Self-sabotage is when adoptees deliberately do or say things that cause problems in their daily life or undermine their success to achieve their goals. “Deliberately” doing something can be conscious or unconscious. For example, a child adoptee has feelings of abandonment, and exhibits it unconsciously by being mean to his adoptive mother. Or, adult adoptees deliberately, consciously sever adult relationships because they think the other person will leave them, as their birth parents did. Adult adoptees who self-sabotage usually suffer from chronic mistrust and unrealistic expectations. As a result, the adoptee adults are held back from the satisfaction of having a good relationship. They also miss the opportunity for individual growth.
Adoptees get their problematic ideas and behavior from the same place everyone else does—where the ideas and behavior began! As children, they were abandoned and rejected. An all but permanent sense of being unsafe has set in. Some learn to survive only, while others accept their loving adoptive parents, who help to reconstruct their ideas and behavior. These negative, learned ideas and behavior become motivators, or reasons to act, and they carry the adoptee through life, affecting decision making, social skills and development of relationships. This blog addresses specifically the adoptees who still carry with them the fears of abandonment and loss, rejection, loss of control, hurt, and intimacy.
Fears—also conscious and unconscious– came from what happened to them as children. As I point out in My Mother My Daughter: A Memoir, Nancy Verrier in The Primal Wound: Understanding the Adopted Child (1991), states that adopted children who are severed early from their birth mother are often just as traumatized as older children who are separated. Their behavior is underscored by their fears, and their fears motivate their future behavior. For example, a child, who is really hurt by the mother’s abandonment and the father’s inattention, might develop low self-esteem and untreated depression. The child is left to his own devices, and he learns to control and protect himself; this is called survival. As an adult, the adoptee definitely might not have faith in someone being true or loyal to him; so, he doesn’t want to get into any permanent relationship. After all, he knows—based on his first experience– it’s going to head south. That is self-sabotage. It sounds like a vicious circle, doesn’t it?
As children, adoptees might demonstrate their fears by being deliberately aloof or mean to loving adoptive parents.

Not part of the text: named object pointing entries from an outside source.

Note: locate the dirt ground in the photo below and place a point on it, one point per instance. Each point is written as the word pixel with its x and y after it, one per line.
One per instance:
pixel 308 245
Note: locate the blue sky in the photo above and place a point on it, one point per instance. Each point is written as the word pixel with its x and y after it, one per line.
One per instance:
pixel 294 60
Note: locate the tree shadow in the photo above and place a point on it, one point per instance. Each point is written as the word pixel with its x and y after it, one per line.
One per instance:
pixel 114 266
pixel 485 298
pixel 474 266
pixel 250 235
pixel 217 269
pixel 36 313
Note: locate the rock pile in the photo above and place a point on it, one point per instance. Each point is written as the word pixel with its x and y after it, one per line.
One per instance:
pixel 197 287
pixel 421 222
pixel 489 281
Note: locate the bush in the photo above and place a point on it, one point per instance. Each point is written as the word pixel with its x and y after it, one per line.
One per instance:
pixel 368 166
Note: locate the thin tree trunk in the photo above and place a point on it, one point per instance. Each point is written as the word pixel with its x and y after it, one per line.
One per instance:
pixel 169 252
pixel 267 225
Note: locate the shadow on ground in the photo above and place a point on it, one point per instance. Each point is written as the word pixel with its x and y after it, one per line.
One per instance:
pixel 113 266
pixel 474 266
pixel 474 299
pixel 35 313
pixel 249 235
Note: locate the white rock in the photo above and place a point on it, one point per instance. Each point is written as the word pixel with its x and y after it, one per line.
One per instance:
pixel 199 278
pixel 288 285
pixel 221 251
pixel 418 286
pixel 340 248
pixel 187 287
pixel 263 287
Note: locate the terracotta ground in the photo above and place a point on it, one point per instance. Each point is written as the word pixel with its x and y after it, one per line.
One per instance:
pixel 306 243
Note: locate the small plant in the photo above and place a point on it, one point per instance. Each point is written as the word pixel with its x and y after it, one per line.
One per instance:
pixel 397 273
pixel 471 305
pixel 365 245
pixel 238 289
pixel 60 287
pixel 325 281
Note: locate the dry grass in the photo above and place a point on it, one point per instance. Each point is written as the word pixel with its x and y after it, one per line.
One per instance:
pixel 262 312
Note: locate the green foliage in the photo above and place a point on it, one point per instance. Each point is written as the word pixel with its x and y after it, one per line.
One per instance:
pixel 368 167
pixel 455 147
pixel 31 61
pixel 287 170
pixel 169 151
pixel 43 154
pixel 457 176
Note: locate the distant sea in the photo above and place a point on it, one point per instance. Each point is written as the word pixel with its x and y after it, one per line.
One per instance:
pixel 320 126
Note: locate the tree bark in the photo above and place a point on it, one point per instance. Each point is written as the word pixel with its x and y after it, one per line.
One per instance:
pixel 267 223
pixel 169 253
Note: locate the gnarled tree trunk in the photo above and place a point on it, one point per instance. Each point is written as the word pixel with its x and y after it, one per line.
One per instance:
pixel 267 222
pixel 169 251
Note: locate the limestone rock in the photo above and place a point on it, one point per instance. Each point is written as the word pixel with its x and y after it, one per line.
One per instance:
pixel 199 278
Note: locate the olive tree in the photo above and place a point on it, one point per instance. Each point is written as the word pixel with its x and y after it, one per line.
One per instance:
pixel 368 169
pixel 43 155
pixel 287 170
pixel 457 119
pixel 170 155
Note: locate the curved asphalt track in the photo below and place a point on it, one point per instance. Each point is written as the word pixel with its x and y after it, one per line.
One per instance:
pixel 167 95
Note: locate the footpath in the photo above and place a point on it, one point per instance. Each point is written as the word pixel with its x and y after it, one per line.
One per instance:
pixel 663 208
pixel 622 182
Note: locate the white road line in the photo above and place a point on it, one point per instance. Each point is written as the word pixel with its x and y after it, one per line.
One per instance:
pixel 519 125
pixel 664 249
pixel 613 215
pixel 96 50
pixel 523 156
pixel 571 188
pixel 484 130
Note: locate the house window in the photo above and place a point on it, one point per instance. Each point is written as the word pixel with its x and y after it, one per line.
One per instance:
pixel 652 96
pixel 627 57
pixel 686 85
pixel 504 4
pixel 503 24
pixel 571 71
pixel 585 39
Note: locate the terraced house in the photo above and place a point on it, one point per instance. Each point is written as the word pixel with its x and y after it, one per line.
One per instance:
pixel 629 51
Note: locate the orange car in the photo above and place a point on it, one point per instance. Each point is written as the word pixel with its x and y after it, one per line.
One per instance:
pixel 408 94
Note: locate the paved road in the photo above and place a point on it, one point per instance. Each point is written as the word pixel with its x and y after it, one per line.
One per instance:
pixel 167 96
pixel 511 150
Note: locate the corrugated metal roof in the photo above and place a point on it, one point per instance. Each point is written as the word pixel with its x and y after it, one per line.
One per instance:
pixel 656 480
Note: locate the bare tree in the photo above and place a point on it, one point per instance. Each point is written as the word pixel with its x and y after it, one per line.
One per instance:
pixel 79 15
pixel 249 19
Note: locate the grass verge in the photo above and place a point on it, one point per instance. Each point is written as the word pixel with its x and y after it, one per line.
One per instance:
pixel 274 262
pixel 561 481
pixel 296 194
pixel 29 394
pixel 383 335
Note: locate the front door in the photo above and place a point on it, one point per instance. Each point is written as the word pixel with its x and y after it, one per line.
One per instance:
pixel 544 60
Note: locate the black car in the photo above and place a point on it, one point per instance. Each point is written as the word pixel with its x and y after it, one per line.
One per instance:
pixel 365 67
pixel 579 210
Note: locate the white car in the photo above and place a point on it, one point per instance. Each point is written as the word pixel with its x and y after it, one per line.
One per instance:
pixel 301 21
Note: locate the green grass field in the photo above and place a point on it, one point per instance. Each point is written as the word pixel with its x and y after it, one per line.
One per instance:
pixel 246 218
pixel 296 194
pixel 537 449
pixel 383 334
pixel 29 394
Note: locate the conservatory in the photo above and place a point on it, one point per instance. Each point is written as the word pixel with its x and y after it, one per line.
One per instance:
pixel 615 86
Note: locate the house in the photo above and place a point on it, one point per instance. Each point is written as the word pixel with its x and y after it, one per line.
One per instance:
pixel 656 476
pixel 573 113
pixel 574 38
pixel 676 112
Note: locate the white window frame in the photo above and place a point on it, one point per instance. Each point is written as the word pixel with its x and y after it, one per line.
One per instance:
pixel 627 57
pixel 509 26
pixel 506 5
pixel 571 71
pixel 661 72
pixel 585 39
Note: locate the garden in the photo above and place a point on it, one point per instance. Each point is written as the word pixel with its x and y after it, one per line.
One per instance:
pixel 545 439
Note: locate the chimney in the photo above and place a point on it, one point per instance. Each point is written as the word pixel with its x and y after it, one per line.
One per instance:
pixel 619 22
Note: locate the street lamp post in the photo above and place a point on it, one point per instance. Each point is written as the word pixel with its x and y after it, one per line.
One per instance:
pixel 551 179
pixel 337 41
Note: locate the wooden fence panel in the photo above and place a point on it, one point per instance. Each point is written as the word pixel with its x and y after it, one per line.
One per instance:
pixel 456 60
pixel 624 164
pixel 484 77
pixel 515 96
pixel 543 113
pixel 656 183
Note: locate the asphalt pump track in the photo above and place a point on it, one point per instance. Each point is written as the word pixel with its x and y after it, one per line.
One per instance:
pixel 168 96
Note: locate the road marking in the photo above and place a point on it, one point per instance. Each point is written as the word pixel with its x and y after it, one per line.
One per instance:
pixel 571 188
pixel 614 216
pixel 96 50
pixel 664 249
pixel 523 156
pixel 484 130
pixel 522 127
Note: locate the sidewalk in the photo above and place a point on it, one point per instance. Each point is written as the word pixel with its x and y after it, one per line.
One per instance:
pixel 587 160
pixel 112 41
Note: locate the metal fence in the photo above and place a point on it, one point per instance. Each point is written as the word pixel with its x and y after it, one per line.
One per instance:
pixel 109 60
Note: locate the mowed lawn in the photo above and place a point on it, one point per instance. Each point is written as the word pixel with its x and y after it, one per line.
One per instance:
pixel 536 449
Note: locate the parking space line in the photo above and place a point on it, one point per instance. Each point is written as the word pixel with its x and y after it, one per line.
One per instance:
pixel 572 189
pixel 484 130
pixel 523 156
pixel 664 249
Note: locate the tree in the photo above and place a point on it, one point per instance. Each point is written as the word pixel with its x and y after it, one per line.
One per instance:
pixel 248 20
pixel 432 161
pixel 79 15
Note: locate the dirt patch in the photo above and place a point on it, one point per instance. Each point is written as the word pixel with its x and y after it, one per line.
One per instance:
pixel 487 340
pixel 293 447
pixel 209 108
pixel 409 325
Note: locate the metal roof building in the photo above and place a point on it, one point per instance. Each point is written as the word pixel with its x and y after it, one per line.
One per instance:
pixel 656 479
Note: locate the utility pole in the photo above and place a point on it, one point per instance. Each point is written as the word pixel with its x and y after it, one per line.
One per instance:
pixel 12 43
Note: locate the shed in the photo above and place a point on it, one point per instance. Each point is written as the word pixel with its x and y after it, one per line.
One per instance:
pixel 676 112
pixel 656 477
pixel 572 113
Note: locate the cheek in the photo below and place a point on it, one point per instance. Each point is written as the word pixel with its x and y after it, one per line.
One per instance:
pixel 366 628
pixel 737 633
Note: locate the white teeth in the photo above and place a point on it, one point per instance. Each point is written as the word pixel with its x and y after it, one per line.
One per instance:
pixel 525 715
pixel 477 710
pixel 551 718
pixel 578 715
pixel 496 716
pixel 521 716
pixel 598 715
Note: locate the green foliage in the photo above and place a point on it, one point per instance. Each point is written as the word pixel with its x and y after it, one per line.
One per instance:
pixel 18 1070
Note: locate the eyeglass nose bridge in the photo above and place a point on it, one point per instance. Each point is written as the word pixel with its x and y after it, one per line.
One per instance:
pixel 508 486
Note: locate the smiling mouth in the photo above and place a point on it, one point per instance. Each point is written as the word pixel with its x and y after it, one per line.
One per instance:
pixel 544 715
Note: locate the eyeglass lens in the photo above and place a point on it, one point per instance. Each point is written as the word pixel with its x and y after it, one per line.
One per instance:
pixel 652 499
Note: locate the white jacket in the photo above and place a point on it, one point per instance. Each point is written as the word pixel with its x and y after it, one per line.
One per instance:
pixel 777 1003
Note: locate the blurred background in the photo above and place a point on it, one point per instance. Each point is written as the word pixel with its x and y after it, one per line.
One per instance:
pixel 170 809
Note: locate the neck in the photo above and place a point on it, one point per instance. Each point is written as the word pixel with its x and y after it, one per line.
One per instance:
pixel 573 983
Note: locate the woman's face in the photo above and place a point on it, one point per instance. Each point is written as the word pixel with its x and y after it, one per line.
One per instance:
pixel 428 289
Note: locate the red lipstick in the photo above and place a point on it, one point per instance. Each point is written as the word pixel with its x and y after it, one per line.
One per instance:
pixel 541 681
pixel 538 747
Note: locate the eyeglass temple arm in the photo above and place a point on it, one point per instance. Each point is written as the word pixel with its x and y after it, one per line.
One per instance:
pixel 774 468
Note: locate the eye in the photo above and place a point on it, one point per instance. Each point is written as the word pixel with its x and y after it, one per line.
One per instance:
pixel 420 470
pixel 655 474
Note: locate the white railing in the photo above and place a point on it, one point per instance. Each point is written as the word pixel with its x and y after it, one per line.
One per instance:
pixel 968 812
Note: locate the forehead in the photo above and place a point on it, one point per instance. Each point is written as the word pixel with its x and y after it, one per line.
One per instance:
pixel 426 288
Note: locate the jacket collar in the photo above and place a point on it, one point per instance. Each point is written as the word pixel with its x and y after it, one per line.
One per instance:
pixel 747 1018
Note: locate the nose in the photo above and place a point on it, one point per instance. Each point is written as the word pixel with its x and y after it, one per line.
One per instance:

Not until the children understand that the adoptive parents are there for them and will not abandon or deliberately hurt them, will they stop that behavior. The children need to feel they are again worthy of someone’s love, and the children must also begin to feel confident. (I admit that if the best parents in the world are not good communicators, it might be harder for the child to make that turn for the better.)
By the way, I wouldn’t be surprised if some adoptees think that love equates to hurt; then, their obstacles to successful relationships become even greater.
I thank Nancy Verrier, a psychotherapist, author and lecturer, for divulging some of the symptoms of adoptees who are likely to sabotage their relations: symptoms of rage, self-blame, hopelessness, despair, detachment, avoidance, and denial. These reactions became instinctive.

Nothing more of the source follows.